Part 1 – Configuration on LastPass Dashboard
You can add PulseSecure as a web app.
- Open the LastPass Admin Dashboard. Select “Applications” from the left side menu and then select “Web App” from the submenu.
- Click on “+ Add SSO App” button from the upper right corner.
- A pop-up window will appear. Under the section: “Select your app”, click on “Search…” and type PulseSecure to search the LastPass Catalog. Select PulseSecure from the drop-down menu.
- Under the section: “Identity Provider”, you will find the required information such as “Entity ID”, “SSO End Point”, and “Logout URL”. Also, you can download the LastPass Metadata xml or Certificate file to your computer by clicking on the download arrow button next to “Metadata” or “Certificate”.
Part 2 – Configuration on PulseSecure
- Open a new tab on your browser and log into your PulseSecure admin account.
- Click on ”Auth.
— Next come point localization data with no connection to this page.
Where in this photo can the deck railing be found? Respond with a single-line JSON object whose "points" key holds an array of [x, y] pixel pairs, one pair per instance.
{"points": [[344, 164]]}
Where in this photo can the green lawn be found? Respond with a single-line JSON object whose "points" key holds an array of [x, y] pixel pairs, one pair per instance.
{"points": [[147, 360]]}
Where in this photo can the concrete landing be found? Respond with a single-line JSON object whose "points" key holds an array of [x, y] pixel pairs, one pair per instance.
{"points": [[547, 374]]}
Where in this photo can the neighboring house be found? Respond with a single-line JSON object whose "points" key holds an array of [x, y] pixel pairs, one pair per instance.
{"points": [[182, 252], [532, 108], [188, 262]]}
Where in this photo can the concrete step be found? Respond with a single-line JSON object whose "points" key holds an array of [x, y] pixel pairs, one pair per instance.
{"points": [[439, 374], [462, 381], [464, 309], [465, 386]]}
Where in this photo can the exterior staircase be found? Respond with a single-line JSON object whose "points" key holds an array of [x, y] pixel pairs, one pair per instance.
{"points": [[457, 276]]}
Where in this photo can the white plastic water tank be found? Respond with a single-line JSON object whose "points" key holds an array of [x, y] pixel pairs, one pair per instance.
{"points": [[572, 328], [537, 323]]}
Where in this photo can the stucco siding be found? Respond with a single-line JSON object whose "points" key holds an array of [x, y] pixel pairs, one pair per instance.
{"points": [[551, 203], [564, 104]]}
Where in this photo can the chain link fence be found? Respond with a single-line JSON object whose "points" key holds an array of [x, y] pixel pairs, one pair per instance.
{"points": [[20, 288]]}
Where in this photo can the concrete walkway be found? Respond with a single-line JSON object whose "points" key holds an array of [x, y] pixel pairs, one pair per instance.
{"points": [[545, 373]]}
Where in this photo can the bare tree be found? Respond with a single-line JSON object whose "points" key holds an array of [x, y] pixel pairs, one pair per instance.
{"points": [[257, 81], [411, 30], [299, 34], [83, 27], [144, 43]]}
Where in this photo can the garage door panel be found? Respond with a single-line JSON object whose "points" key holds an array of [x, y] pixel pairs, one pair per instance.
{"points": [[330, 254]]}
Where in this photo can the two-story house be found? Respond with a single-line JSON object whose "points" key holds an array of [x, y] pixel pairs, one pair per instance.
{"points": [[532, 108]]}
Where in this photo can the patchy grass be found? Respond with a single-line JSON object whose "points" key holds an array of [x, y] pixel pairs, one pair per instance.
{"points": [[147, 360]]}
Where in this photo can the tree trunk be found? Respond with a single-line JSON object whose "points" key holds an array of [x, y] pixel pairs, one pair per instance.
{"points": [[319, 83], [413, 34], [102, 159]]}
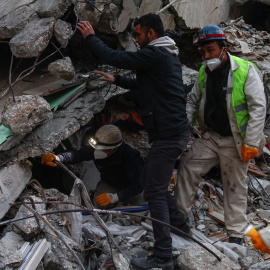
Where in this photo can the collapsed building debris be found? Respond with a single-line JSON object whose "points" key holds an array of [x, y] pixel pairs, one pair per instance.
{"points": [[56, 115]]}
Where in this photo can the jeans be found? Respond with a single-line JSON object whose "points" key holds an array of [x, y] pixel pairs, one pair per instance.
{"points": [[155, 177]]}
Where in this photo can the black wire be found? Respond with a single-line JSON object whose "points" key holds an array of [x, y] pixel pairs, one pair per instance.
{"points": [[10, 71]]}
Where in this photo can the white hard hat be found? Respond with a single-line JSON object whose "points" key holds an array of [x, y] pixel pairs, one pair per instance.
{"points": [[106, 137]]}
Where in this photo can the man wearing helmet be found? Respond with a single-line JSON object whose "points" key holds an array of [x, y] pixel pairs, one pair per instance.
{"points": [[228, 102], [119, 165], [162, 101]]}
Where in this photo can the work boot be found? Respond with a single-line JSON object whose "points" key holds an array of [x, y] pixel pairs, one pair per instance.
{"points": [[236, 240], [152, 262]]}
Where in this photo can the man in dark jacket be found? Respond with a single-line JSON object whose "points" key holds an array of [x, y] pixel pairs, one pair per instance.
{"points": [[118, 163], [162, 103]]}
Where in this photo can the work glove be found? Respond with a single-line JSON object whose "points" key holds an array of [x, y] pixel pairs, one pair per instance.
{"points": [[257, 239], [49, 158], [248, 152], [107, 198]]}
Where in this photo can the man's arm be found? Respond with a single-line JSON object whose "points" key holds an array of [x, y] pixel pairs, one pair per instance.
{"points": [[122, 81], [73, 157], [255, 97], [143, 59]]}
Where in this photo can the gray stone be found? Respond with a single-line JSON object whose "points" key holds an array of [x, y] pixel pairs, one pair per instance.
{"points": [[9, 244], [108, 21], [91, 14], [50, 8], [62, 68], [197, 258], [33, 39], [26, 113], [227, 251], [29, 226], [10, 27], [260, 266], [13, 179], [8, 6], [63, 32]]}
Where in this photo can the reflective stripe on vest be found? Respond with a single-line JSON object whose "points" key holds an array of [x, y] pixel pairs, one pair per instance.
{"points": [[238, 99]]}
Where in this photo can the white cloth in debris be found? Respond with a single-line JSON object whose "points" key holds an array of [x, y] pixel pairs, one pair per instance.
{"points": [[167, 43]]}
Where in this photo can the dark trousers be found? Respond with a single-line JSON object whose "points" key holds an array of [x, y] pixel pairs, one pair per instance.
{"points": [[155, 177]]}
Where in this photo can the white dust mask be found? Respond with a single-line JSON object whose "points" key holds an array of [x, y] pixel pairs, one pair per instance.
{"points": [[99, 154], [214, 63]]}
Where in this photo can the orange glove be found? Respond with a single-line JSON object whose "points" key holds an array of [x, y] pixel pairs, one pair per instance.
{"points": [[107, 198], [256, 239], [49, 158], [248, 153]]}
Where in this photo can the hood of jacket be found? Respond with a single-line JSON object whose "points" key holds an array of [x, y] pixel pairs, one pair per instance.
{"points": [[167, 43]]}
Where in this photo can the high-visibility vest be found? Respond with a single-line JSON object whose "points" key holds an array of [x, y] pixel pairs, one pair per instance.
{"points": [[238, 100]]}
Servers” on the left- side of the menu.
- Click on “New Server“ to create a new “SAML server”.
- If “SA Entity Id” is empty, click on “SAML Setting“.
- Enter your domain in “Host FQQN For SAML” and “Save Changes”.
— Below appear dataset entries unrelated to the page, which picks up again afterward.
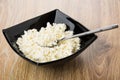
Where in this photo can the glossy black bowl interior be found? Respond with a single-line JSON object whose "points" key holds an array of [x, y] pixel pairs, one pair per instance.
{"points": [[56, 16]]}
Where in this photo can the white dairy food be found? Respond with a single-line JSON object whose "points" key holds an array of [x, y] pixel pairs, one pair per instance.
{"points": [[32, 41]]}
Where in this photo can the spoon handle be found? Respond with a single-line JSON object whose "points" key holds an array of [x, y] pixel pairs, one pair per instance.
{"points": [[94, 31]]}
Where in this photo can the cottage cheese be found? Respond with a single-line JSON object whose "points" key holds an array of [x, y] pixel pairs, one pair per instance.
{"points": [[32, 41]]}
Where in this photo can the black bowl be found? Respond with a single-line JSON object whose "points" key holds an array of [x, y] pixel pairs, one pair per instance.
{"points": [[56, 16]]}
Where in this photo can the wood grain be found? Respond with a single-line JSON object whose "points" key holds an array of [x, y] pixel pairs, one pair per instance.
{"points": [[101, 61]]}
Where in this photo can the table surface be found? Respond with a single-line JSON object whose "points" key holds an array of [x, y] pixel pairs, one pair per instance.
{"points": [[100, 61]]}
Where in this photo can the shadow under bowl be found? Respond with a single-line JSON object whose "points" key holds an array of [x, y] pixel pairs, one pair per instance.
{"points": [[56, 16]]}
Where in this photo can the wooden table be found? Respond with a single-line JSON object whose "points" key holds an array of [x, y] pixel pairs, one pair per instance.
{"points": [[100, 61]]}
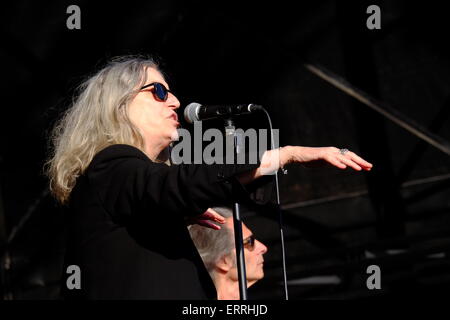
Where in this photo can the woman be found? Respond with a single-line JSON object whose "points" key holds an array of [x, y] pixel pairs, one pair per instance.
{"points": [[127, 209]]}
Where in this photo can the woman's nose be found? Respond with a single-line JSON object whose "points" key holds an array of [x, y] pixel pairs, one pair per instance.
{"points": [[262, 247], [173, 101]]}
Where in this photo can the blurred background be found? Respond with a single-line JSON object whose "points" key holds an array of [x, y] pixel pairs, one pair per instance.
{"points": [[336, 223]]}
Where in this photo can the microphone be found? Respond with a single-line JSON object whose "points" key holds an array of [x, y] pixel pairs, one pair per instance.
{"points": [[196, 112]]}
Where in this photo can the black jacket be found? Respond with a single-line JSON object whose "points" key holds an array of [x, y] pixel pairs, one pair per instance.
{"points": [[126, 226]]}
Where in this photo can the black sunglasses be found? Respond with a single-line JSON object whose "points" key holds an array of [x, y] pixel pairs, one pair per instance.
{"points": [[160, 92], [249, 242]]}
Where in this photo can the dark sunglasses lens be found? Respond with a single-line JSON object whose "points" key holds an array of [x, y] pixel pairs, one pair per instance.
{"points": [[161, 92]]}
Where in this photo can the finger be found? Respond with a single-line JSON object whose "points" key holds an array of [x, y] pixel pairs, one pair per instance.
{"points": [[359, 160], [350, 163], [214, 216], [335, 162], [208, 224]]}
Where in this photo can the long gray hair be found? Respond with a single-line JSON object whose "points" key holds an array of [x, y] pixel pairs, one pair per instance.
{"points": [[213, 244], [97, 118]]}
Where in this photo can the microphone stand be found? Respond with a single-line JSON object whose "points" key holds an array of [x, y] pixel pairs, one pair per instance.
{"points": [[230, 133]]}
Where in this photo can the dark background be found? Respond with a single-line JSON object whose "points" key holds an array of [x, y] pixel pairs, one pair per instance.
{"points": [[337, 223]]}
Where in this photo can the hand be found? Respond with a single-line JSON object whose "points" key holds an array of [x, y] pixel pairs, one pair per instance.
{"points": [[313, 157], [205, 219]]}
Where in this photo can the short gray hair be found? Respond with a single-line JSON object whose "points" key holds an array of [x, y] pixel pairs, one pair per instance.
{"points": [[213, 244]]}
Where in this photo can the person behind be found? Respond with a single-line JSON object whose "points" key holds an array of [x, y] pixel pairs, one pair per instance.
{"points": [[126, 209], [218, 252]]}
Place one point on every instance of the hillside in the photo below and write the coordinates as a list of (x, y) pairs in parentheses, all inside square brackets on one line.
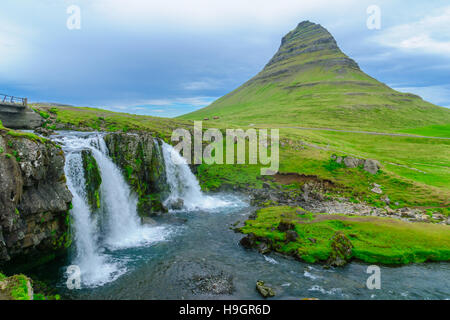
[(310, 82)]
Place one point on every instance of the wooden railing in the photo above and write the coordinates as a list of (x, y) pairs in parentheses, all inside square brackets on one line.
[(4, 98)]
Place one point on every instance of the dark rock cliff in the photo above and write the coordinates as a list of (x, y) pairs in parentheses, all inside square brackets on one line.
[(140, 158), (34, 199)]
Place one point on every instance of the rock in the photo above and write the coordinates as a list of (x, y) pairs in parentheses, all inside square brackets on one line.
[(140, 158), (284, 226), (17, 287), (263, 248), (175, 204), (44, 131), (341, 250), (291, 236), (372, 166), (34, 200), (93, 179), (376, 190), (147, 220), (264, 290), (306, 191), (215, 284), (351, 162), (248, 241)]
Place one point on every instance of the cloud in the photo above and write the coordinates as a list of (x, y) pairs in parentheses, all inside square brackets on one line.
[(214, 14), (426, 35), (208, 84)]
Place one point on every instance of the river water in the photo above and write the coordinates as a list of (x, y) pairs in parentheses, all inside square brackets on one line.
[(193, 253)]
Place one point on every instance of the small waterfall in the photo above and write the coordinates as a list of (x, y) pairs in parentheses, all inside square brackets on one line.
[(184, 185), (115, 226)]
- Enter a new “Server Name“.
- Paste the “Entity ID” and “SSO End Point” info that you copied from LastPass admin dashboard into the “Identity Provider Entity Id“ “Identity Provider Single Sign-On Service URL”.
- Upload the certificate you downloaded from LastPass by clicking on “Choose File” and save the setting.
- Fill the “Allowed Clock Skew” and “Metadata Validity” section and save changes.
- Copy the “SA Entity Id”.
- Click “Save“.
- Go back to the PulseSecure Directory page. Add “LP SSO” into the “Authentication” field and “save changes“.
Part 3 – Finalizing SSO Configuration
- Go back to the browser tab where you have the LastPass Admin Dashboard open.
- Expand the “Service Provider” section and paste the “Entity ID” you copied from the PulseSecure website.
- Paste the following URL into the “ACS URL” text box:
https://(Your Domain or IP Address)/dana-na/auth/saml-consumer.cgi
The PulseSecure app is now configured! You can assign users to the PulseSecure.